The Book Review: 2 books about the Middle East
An American reporter in Turkey; a Lebanese American’s return to his ancestral village.
Books
April 4, 2026
Caroline Gutman for The New York Times

Dear readers,

I grew up in a family of news junkies. My parents, who spent decades living far from their respective home countries, often talked about the bizarre experience of reading news reports on events they had lived through that failed to capture the whole story. But I also knew which journalists they admired, and I am acutely sorry that the precise hour of my birth prevented my mom from sitting next to one of them at a dinner party.

There’s an adage that one of the highest aims of journalism is to “comfort the afflicted and afflict the comfortable,” and as cynical as I may be, I do believe there is a moral imperative to pay attention to what’s going on in the world. This kind of journalism, whether a wire report or a lengthy investigation, can change or save lives; I’ve seen it. Today, I recommend two elegant, book-length works of narrative journalism that capture the complexity of the Middle East.

Joumana

“Notes on a Foreign Country: An American Abroad in a Post-American World,” by Suzy Hansen

Nonfiction, 2017

Hansen, who has written for The Times Magazine and other outlets, exemplifies the kind of journalism I most admire. As an American who has lived in Turkey for years, she is a canny interpreter of life under an autocratic leader. But the primary “foreign country” of her title is really the United States, and Hansen uses her book as an opportunity to examine a particular strain of American exceptionalism.

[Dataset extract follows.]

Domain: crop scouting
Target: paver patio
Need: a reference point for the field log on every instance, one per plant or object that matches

“We cannot go abroad as Americans in the 21st century and not realize that the main thing that has been terrorizing us,” she writes, “is our own ignorance.”

Hansen grew up near the Jersey Shore and moved to Istanbul after 9/11. She had no sentimental ties to the region, and the Iraq invasion and the “war on terror” had shaped her views of Islam. Before her departure her father sent her a late-night email: “Did you know that Turkey is 99 percent Muslim? Are you out of your mind?”

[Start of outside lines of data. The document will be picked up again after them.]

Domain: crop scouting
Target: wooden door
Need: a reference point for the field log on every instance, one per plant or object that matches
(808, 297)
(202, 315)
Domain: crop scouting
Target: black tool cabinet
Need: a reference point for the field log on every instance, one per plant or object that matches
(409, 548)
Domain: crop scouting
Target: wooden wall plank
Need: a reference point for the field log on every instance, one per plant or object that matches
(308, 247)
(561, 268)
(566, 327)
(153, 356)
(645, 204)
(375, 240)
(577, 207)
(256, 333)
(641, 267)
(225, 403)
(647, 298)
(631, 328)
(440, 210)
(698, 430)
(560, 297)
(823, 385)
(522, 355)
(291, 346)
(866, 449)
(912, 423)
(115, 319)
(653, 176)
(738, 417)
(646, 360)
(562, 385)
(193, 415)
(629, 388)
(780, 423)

Through her years in Turkey, along with travels in Iran, Greece, Egypt and Afghanistan, she comes to understand America’s profound influence over the Middle East. Her years abroad are hardly the “joyous romp of self-discovery and romance” you find in movies, she says; “mine were more of a shattering and a shame.”

“Notes on a Foreign Country” was a finalist for the Pulitzer Prize, and it can be read as an effort to remedy Hansen’s own previously blinkered view of the United States’ role on the global stage. Really, it’s a fearless and remarkable work of self-reflection that inspires readers down their own investigative paths.

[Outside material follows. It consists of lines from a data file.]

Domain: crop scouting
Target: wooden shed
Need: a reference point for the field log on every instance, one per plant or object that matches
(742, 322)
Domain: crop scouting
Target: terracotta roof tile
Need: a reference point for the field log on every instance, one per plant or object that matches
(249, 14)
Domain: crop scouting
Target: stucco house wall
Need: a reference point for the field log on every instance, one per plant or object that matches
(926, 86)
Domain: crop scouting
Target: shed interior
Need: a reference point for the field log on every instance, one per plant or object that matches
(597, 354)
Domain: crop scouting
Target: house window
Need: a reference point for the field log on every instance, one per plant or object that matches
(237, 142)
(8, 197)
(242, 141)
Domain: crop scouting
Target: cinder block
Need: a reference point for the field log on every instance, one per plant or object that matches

Read if you like: “The Innocents Abroad,” by Mark Twain; any novel by Joseph O’Neill.

“House of Stone: A Memoir of Home, Family, and a Lost Middle East,” by Anthony Shadid

Nonfiction, 2012

Shadid was a Pulitzer-winning Middle East correspondent, and by the time he joined The New York Times in 2009 he had established himself as one of the most respected, and collegial, journalists in the region. Unlike Hansen, he had a personal connection: His ancestors had left Lebanon for Oklahoma, where he was raised, and the Middle East had “fascinated, preoccupied and saddened” him for decades.

In August 2006, Israeli soldiers entered Shadid’s family village, Marjayoun, a predominantly Christian town in southern Lebanon, as part of a wider military campaign. War is always personal, as he knew from covering countless conflicts — but now, aided by “enough cigarettes to keep the Carolinas out of the meth business,” he was reporting on a deadly incursion with his own family top of mind.

“Until the soldiers left, the Marjayounis, hidden in their houses, spoke only in whispers,” he wrote. “They knew the drill: Voices attracted bullets.”

It’s a typical Shadid observation, pithy and devastating. He was a stylish writer, even when reporting on the grisliest circumstances imaginable, and had a sophisticated understanding of the internecine politics and history of the Middle East. I’ve still never seen a better dissection of familial disputes: “What family in what nation fails to complicate divisions of money, houses or land? It isn’t just greed that breeds contention; there are also the grievances, hostilities and rivalries of childhood,” he observed. “Imagine an endless, increasingly infuriated procession of swiftly modifying positions. Imagine the rampant muttering of threats with increasing ardor.”

Eventually Shadid was inspired to restore his family’s home in Marjayoun, thus subjecting himself to the baffling process of getting anything done in Lebanon. It provides an elegant framework for this book; as he writes about the house reconstruction, he delves into his family history on both sides and pulls in episodes from his life as a reporter along with a startling degree of personal candor.

Shadid died in 2012 on assignment in Syria, at age 43. “House of Stone” was published soon after. I don’t know what’s become of his home, but it’s no exaggeration to say that I still grieve the work he might have done.

Read if you like: “The Return,” by Hisham Matar; genealogy.